The Merits of (Pre-)Mediation
Mediation in litigation has evolved over the last decade, with facilitative and sometimes evaluative mediation styles being used. Pre-mediation meetings have become a significant trend, allowing mediators to understand the dispute, gauge the temperature and apply the most suitable mediation style.
Author: David Ravenscroft, Senior Consultant
Mediation has now been part of the litigation landscape in Hong Kong for over a decade. To avoid it becoming a ‘tick-box’ exercise, it may be helpful to remind ourselves of its benefits – for example, it avoids the expense and delay of litigation, preserves relationships and allows creative settlements which can draw upon matters outside the immediate dispute.
Whilst the basic model, namely facilitative mediation, remains unchanged, the conduct of mediation has developed under the influence of world-wide trends and the practical experience of all those who participate, whether as mediators, parties or their representatives.

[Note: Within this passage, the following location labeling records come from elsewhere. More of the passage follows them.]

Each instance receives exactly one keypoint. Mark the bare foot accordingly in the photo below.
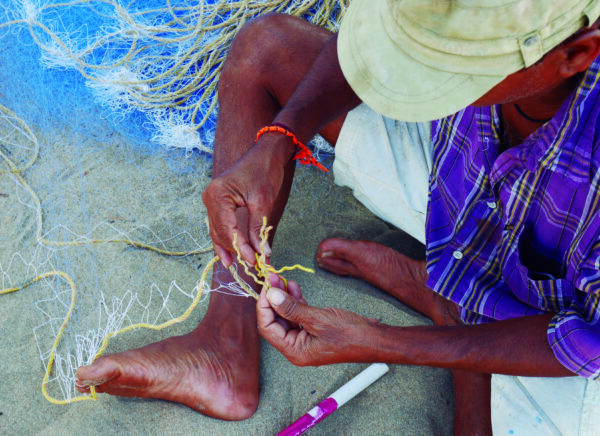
(390, 271)
(208, 370)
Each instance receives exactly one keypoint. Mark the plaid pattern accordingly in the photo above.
(517, 233)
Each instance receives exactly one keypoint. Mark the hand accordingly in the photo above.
(237, 201)
(312, 336)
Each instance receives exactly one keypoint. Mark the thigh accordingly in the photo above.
(275, 52)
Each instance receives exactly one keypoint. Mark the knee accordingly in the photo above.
(259, 44)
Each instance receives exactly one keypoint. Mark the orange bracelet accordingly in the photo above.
(303, 154)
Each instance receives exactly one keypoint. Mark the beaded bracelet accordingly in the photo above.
(303, 154)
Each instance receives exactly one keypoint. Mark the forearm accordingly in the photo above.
(515, 347)
(322, 96)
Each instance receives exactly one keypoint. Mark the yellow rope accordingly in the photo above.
(262, 268)
(194, 72)
(16, 172)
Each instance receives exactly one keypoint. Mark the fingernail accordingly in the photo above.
(275, 296)
(268, 251)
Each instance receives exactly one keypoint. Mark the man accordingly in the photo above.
(512, 227)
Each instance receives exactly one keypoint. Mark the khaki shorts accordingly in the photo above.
(387, 163)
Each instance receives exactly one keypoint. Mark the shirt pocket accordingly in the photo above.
(540, 289)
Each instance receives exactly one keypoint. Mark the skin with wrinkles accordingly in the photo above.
(282, 69)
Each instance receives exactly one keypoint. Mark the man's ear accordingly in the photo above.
(580, 52)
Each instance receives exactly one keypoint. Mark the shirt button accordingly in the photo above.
(457, 255)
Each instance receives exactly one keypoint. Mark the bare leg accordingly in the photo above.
(405, 279)
(214, 369)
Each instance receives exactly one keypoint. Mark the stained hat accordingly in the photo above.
(419, 60)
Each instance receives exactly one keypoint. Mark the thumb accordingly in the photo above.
(287, 306)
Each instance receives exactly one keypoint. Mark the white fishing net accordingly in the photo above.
(104, 228)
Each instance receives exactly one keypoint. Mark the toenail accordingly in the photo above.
(275, 296)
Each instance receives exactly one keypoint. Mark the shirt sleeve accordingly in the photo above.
(574, 333)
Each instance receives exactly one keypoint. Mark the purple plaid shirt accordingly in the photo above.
(518, 233)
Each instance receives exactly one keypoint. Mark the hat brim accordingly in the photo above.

The position of the mediator depends on the style of mediation
Facilitative mediation is where the mediator manages the relationship between the parties and the process of the mediation but allows the parties to make their own decisions as to the negotiation and settlement of the dispute. The mediator will be much more than a messenger between the parties. He will reality test the merits of the case and any possible settlement but he will not seek to make a judgment as to the merits. Evaluative mediation, on the other hand, is when the mediator goes further than facilitating the agreement and actually provides an opinion as to the merits of the dispute or likely settlement.
Evaluative mediation has certainly been much discussed as one of those trends but it is difficult to believe that in its purest form it is often practiced. How often has a mediator baldly given his verdict on who will win or lose a case, and how often has such an evaluation ever been accepted by the predicted loser?
If, however, evaluation is a concentration of minds of all the parties on the merits of the case and the dispelling of wishful thinking, then it has an important place in mediation. It should, however, be remembered that a single-minded focus on merits will mean less consideration of creative settlements.
Pre-mediation: gauge the temperature to set the strategy
One of the most important trends, and one enthusiastically endorsed by many mediators, is the practice of holding pre-mediation meetings. Such meetings which are held by the mediator with the parties separately, would normally be held at least one day before the mediation. Usually, this would be in an office environment but with the advent of Zoom there is no reason why it should not be held virtually. It is desirable for the party and his or her representative to participate but if the party is unavailable, it is still worth holding the meeting with just the representative.
Pre-mediation meetings have many advantages for both mediators and parties. For mediators, these meetings allow them to understand the background and context of the dispute, as well as the interests and expectations of each party. They also enable them to take the temperature of the dispute as it were, to assess which type or style of mediation would suit the case best, and to plan accordingly. For parties, these meetings allow them to express their views and concerns freely and confidentially to the mediator. They also help them to get familiar with the mediator and his or her role, and to feel more comfortable and confident about participating in the mediation.
A one-style mediation approach is rare
Most experienced mediators tend to agree that they should approach a mediation with an open mind and adopt a style or styles that suits the particular parties and the dispute. Mediators will usually move between different styles as the mediation develops. Few mediators describe themselves as simply ‘evaluative’ or ‘facilitative’, they will seek to provide whatever best suits the problem.
In conclusion, mediation is a dynamic and diverse field that offers many options for resolving disputes in a constructive and collaborative way. Facilitative and evaluative are by no means the only styles that may be employed. In a future article we can discuss the various styles of mediation and when they may be best employed.
Disclaimer: Whilst every effort has been made to ensure the accuracy of this article, it is general in nature and does not constitute legal advice of any kind. You should seek your own personal legal advice before taking legal action. We accept no liability whatsoever for loss arising out of the use or misuse of this article.